Setelah SMA dan Marlina pindah keluar kota, kami hanya berkomunikasi lewat surat. Semula surat Marlina datang satu minggu sekali dan aku mengirim balasan suratnya satu hari kemudian. Lambat laun surat balasanku telat dikirim begitu juga dengan kedatangan surat Marlina yang mulai melambat. Dari seminggu sekali kemudian menjadi satu bulan sekali, hingga surat itu semakin jarang datang. Kami mulai sibuk dengan kegiatan masing-masing di sekolah. Dan seperti umumnya persahabatan masa kecil, lambat laun semua memudar seiring hadirnya orang-orang baru dan dunia baru.
Pada saat kuliah, kami bahkan sama sekali tak ada komunikasi lagi. Aku hanya tahu bahwa dia berkuliah di Jakarta di sebuah kampus swasta di bilangan Jakarta Selatan. Jarak kami semakin jauh. Saat itu akses komunikasi tidak mudah seperti saat ini. Kami baru dipertemukan lagi pada tahun 2005 melalui akun friendster. Komunikasi kami terbatas pada kolom chat media sosial itu.
Sejak itu kami mulai rajin berkomunikasi lagi, membahas masa lalu atau hal-hal yang kami kerjakan sehari-hari. Saat itu aku bekerja sebagai jurnalis di sebuah koran di Surabaya, sedangkan dia mengaku tinggal di Bali dan bekerja pada NGO yang berfokus menangani sampah di laut. Dia tampak menikmati kegiatannya sebagai aktivis lingkungan.
Setelah hanya berkomunikasi via telepon atau chat media sosial—setelah friendster mulai muncul facebook sekitar tahun 2008, pada pertengahan tahun 2009 tiba-tiba Marlina muncul di lobi kantorku. Rambut bergelombangnya masih sama seperti dahulu hanya kulitnya yang terlihat lebih gelap dari yang pernah kuingat. Sebagai sahabat masa kecil, kemunculannya tentu membuatku senang.
Dia menginap di rumahku dan aku mengajaknya keliling Surabaya untuk menikmati kuliner khas Surabaya. Marlina memiliki hobi baru, dia suka mencicipi masakan-masakan khas di daerah yang dikunjungi. Aku bahkan harus mengajukan cuti untuk menemaninya ke Madura demi memuaskan rasa ingin tahunya tentang kerang lorjuk yang katanya hanya ada di Madura.

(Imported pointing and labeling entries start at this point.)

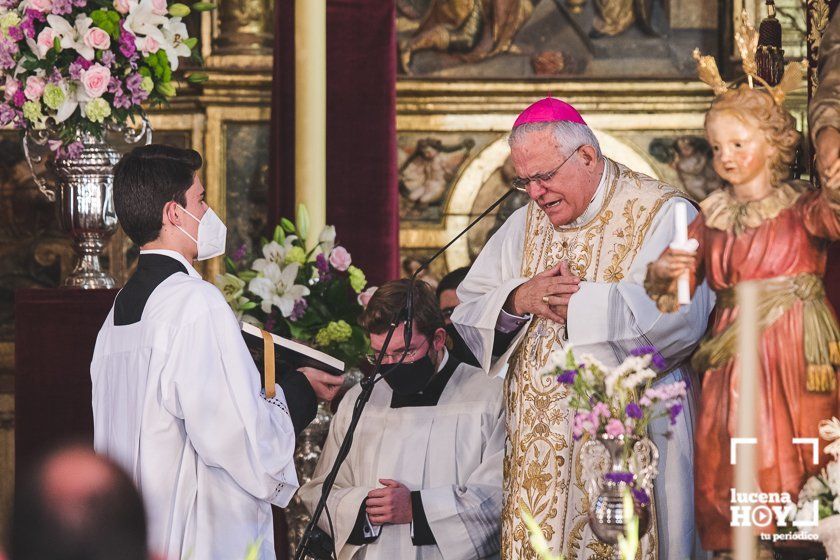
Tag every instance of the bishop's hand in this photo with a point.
(391, 504)
(545, 295)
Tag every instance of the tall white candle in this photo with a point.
(680, 241)
(311, 112)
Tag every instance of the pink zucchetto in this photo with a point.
(549, 110)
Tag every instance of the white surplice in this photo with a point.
(177, 403)
(629, 223)
(451, 452)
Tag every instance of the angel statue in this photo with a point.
(762, 227)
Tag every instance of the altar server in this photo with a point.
(424, 474)
(176, 395)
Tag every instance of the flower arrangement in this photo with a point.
(312, 295)
(72, 66)
(824, 488)
(617, 402)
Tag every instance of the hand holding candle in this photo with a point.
(682, 243)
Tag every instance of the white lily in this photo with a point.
(274, 253)
(143, 22)
(327, 239)
(72, 36)
(174, 34)
(277, 288)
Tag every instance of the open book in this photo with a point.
(288, 354)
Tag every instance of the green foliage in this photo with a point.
(108, 21)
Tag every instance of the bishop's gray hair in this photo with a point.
(570, 136)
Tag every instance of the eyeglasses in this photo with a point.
(522, 183)
(395, 357)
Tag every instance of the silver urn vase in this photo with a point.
(617, 463)
(83, 194)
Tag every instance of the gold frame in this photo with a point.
(215, 171)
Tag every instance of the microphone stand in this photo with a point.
(310, 538)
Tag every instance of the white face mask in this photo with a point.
(212, 234)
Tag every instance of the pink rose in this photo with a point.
(124, 6)
(97, 39)
(614, 428)
(12, 86)
(41, 5)
(340, 258)
(159, 7)
(364, 297)
(45, 41)
(95, 80)
(147, 45)
(34, 87)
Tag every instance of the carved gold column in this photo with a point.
(311, 111)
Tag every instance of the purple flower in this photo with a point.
(619, 476)
(7, 114)
(633, 410)
(76, 71)
(674, 411)
(108, 58)
(8, 50)
(127, 46)
(299, 309)
(240, 253)
(16, 33)
(19, 98)
(568, 376)
(640, 496)
(61, 7)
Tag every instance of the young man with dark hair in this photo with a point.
(76, 505)
(176, 395)
(424, 476)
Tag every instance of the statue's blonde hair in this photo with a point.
(777, 124)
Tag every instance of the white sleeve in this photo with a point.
(495, 273)
(228, 422)
(610, 319)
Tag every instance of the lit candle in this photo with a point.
(681, 243)
(311, 112)
(746, 472)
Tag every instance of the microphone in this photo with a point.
(409, 304)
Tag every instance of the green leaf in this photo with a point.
(197, 78)
(179, 10)
(165, 89)
(287, 225)
(203, 6)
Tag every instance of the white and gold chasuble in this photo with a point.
(628, 225)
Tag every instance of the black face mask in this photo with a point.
(410, 379)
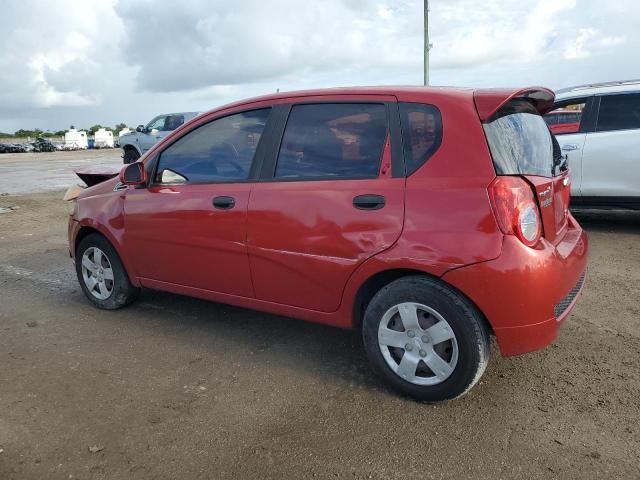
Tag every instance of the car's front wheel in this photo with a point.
(425, 339)
(102, 275)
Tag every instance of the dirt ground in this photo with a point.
(178, 388)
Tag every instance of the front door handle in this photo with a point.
(369, 202)
(224, 203)
(569, 147)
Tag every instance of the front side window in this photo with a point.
(619, 112)
(219, 151)
(172, 122)
(341, 140)
(566, 117)
(421, 133)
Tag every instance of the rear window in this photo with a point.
(520, 141)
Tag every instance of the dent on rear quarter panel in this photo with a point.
(448, 217)
(449, 222)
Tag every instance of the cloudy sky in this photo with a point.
(84, 62)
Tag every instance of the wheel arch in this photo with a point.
(86, 230)
(377, 281)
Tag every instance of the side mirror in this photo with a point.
(133, 174)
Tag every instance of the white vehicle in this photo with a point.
(75, 140)
(135, 144)
(103, 138)
(598, 128)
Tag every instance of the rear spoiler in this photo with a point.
(489, 101)
(90, 176)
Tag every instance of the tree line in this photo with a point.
(36, 132)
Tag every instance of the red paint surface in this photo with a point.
(300, 248)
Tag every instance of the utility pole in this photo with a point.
(427, 46)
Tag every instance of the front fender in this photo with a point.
(104, 212)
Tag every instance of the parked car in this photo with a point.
(603, 146)
(563, 121)
(428, 219)
(135, 144)
(43, 145)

Marlina masih tetap seperti dahulu, ceria, suka menolong, dan tentu saja memiliki selera humor yang baik. Kami menikmati waktu bersama kurang lebih tiga hari. Dia sama sekali tak mengeluhkan apapun dan terlihat sangat menikmati pekerjaannya sebagai aktivis lingkungan dan volunter kegiatan sosial.